Wed, 01/25/2023 - 15:17
An interior of a Starbucks cafe
Starbucks is inviting social workers to assist homeless people in its cafes.
  • Since 2018, Starbucks has had an open-bathroom policy for nonpaying customers. 
  • But as homeless people seek refuge in cafés, Starbucks has invited outreach workers to talk them. 
  • Starbucks contracts with outreach workers in eight US cities, including Los Angeles and Seattle. 

Starbucks' "third place" ethos has evolved beyond being a community hub for coffee lovers.

Over the years, cafés have become makeshift offices for remote workers as well as temporary shelters for homeless people. But the latter can challenge store workers who are not trained to help people in crisis. Recently, the Seattle-based chain has opted to bring in outreach workers to assist homeless people, The Guardian reported.

Starbucks cafés in eight US cities, including Seattle, Los Angeles, Philadelphia, and Chicago, are part of the two-year-old program, according to the article. The chain contracts with various nonprofit partners who send outreach workers to visit cafés to consult with and offer services to homeless people, such as information on local shelters and soup kitchens.

Starbucks did not immediately return a request for comment.  

A chain spokesperson told The Guardian that the program, launched in 2020, aims to support and strengthen the communities around its stores.

With this program specifically, Starbucks "wanted to be a part of the solution" alongside nonprofits with experience in this area, the spokesperson told the Guardian.

The Starbucks program underscores how top national chains have adopted policies to assist employees and the wider public, filling a role traditionally met by local and federal agencies. In 2020, Starbucks, Chipotle, and Costco led the way in mandating mask-wearing in their stores.

Since 2018, Starbucks has had an "open door" policy to give bathroom access to nonpaying customers.
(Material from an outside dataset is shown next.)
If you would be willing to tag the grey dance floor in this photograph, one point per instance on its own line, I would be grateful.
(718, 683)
The company changed its bathroom policy after a racial-discrimination incident in which a Black customer was denied access to the bathroom.

"We don't want to become a public bathroom, but we're going to make the right decision a hundred percent of the time and give people the key," Starbucks CEO Howard Schultz told the Seattle Times at the time.

But last year, citing safety concerns for its employees, Schultz, who is now the interim CEO, hinted that the policy might change. "I don't know if we can keep bathrooms open," he said during the New York Times's DealBook D.C. policy forum.

In 2022, Starbucks said it closed 16 stores to protect the health and safety of its employees. At the time, the company said modifying bathroom policies and "partnering with local outreach workers" is one way Starbucks is working to help stores. 

"We want you to know that creating a safe, welcoming, and kind third place is our top priority. Because simply put, we cannot serve as partners if we don't first feel safe at work," company executives told employees last year

According to federal data, the number of homeless people has remained relatively flat since the pandemic. The US Department of Housing and Urban Development said in a December report that about 582,462 people were without shelter on a single night in January 2022. That's up .3%, or 1,996 people, since 2020. 

Last year, Starbucks pledged nearly $500,000 to support homeless programs in Seattle, where the chronic homeless population has increased 42% annually over the past four years.